Can you assign some blame to the school system as a whole, probably. However, unless you want to turn every inner city school into a boarding school, the lion's share of the blame for "failing schools" goes to parents. Administrators and teachers have no control of or influence over students once they leave the building. It is outside the school where the failure begins and is reinforced. Not in the classroom.
However, if you want to make the schools responsible, try first doubling or tripling their budgets and staff, give them a decade to be not only teachers but social workers, public health workers etc., etc., and then check back. Otherwise, fuck off because you are expecting schools to raise children from largely disadvantaged or completely dysfunction "families."

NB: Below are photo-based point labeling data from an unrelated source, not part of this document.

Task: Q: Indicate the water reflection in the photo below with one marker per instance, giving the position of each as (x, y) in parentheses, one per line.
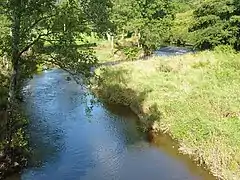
(70, 144)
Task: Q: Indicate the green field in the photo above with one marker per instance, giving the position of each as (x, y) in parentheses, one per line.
(194, 98)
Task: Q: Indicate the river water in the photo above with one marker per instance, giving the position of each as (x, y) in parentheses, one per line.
(74, 139)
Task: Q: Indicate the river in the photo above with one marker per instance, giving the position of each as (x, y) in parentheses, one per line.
(74, 139)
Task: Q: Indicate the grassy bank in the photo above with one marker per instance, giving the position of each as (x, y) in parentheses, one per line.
(12, 155)
(194, 98)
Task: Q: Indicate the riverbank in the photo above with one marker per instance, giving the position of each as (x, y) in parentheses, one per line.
(194, 98)
(13, 156)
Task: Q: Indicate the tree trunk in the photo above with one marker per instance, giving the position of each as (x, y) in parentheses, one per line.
(15, 31)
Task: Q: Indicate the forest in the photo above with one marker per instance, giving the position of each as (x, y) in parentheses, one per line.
(197, 94)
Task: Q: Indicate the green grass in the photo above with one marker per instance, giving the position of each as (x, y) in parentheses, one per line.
(194, 98)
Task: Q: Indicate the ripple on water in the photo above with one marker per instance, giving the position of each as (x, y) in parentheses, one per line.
(106, 144)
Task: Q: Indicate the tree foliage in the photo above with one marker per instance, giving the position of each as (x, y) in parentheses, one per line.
(217, 22)
(150, 20)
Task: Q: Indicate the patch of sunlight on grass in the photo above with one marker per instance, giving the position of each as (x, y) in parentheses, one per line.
(196, 98)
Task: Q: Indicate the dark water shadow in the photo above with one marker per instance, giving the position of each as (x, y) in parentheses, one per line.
(162, 142)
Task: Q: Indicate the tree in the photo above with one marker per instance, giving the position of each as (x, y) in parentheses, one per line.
(47, 31)
(217, 22)
(149, 19)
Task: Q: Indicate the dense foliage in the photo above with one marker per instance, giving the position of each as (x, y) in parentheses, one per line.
(148, 20)
(217, 22)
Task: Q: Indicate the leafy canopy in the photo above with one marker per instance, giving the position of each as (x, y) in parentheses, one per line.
(217, 22)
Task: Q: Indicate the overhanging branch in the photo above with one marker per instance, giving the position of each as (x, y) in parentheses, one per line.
(32, 43)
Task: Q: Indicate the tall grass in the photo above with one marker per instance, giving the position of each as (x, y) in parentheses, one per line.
(194, 98)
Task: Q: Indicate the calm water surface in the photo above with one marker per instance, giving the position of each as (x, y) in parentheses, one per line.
(72, 142)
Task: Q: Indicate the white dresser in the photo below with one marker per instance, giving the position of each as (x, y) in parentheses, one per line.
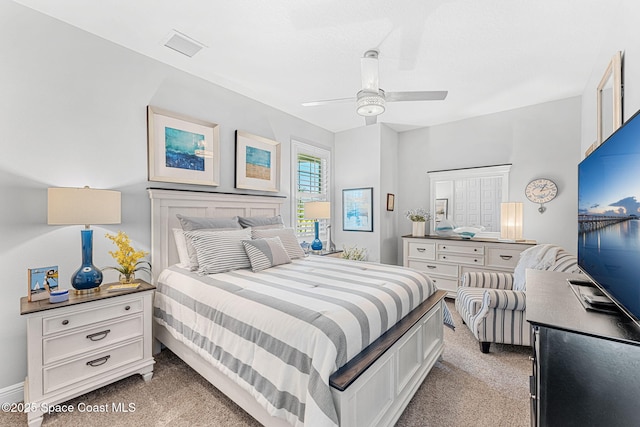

Posted by: Jeff I | Feb 18, 2005 12:47:01 PM
luisalegria, you're normally a fairly sensible sort, but on what planet have "liberals" controlled the schools since 1945. It is certainly not here on planet earth.
And if you'd care to provide the evidence that the "schools" were so much frickin' better in 1944 than they are today, you are welcome to do so. Space is free here, so carry on to the degree that you need to. Be sure to make us understand how de jure segregation contributed to the wonderfulness of schools before the liberal takeover in 1945....
Posted by: howard | Feb 18, 2005 1:01:54 PM
Mr. Jeff I,
I said about as much as you did, in my last paragraph.
There are several reasons for the failure, and the failure of the liberal political class is not the most important. But they did fail.
The mass of regulations, specialized programs, mandates for this or that group, school funding complexity, etc., is mainly their failure. They, through indiscipline, made the whole structure unworkable.
And then there are the curriculum problems. This is finally being somewhat cleared up, but as I see it a good portion of the decline in performance up through the mid-1990's can be blamed on that alone. This was the result of pure ideology.